El tipo se acercó al cadáver y empezó a bajar lenta y teatralmente la cremallera del plástico negro que lo cubría.

Entonces vi su rostro. Vi la ropa deportiva que llevaba por encima de la cintura; el pantalón de pana que vestía por debajo, sin cinturón. Y por fin sus zapatos, la última cosa que me había permitido no pensar en por qué estaba pasando solo aquella noche en el aeropuerto internacional de Sheremetievo.

El enfermero del rostro pálido dijo algo y sonrió.

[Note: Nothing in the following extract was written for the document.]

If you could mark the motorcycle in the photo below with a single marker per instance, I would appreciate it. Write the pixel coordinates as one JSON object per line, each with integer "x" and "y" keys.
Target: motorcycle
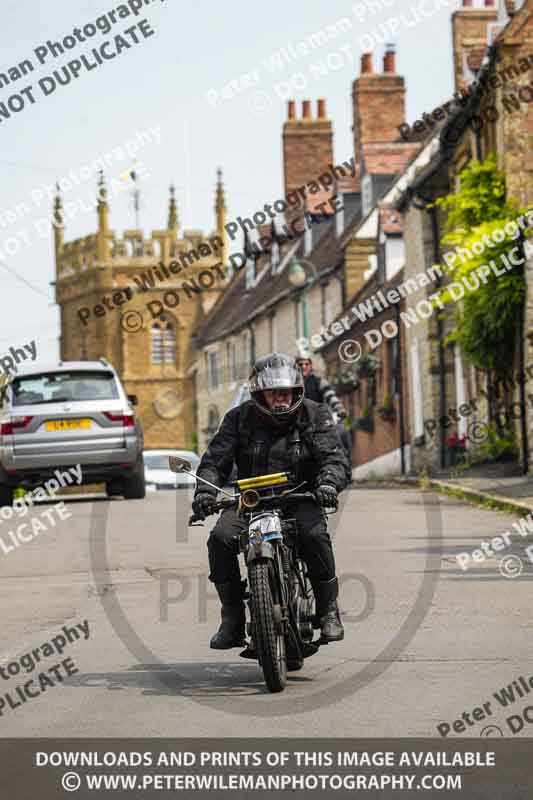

Su compañero le acompañó en el gesto.

Más palabras en ruso.

Y yo me fijé en el calzado del cadáver antes de que cerraran de nuevo la cremallera y los enfermeros se fueran de allí, dejándome otra vez solo, pensando en por qué le daba tanta importancia a que, la noche que debía ser la más bonita de mi vida (te quiero, cásate conmigo, te haré la mujer más feliz del mundo), un hombre muerto que hacía unas horas había echado su pútrido aliento a vodka sobre mi rostro de cordero degollado vistiera unos mocasines de color marrón.